Support stratified variant comparison

TimD1 / vcfdist

vcfdist: Accurately benchmarking phased variant calls

GNU General Public License v3.0

76 stars 7 forks source link

Support stratified variant comparison #4

Closed jdidion closed 1 year ago

jdidion commented 1 year ago

GIAB provides stratification bed files and hap.py gives the option to produce stratified results based on these files. It's very useful to be able to look at benchmarking performance by type of region. It would be great if vcfdist could support this option as well.

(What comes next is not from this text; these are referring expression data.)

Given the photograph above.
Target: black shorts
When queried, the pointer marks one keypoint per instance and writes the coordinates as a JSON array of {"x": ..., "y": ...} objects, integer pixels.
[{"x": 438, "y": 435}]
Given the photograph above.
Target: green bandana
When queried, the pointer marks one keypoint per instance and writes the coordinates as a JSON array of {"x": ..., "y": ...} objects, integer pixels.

TimD1 commented 1 year ago

I agree.

vcfdist currently outputs detailed per-variant, per-cluster, and per-phaseblock results in a custom CSV format.

I believe the best approach to supporting stratification would be to instead report results in hap.py's Intermediate VCF File format (Supplementary Note 3 of "Best practices for benchmarking..."). That way, vcfeval could be used as a comparison engine within hap.py, just like vcfeval or xcmp. This is what I plan to work on next; it shouldn't take too long.

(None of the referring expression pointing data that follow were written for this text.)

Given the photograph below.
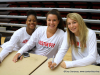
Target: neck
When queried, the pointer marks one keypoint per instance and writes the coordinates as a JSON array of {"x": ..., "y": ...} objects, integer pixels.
[
  {"x": 51, "y": 31},
  {"x": 29, "y": 31}
]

jdidion commented 1 year ago

Sounds like a great idea.

TimD1 commented 1 year ago

The only downside is that hap.py most likely can't deal with partial positive variants. I may need to consider them false positives for interoperability. The majority of vcfdist's improvement came from standardizing the variant representation and enforcing phasing, so this shouldn't impact results too much, although it's certainly not ideal.

TimD1 commented 1 year ago

In the meantime, one option would be to run bedtools intersect of your high-confidence BED and each stratification region, since vcfdist currently accepts a single BED file for region selection.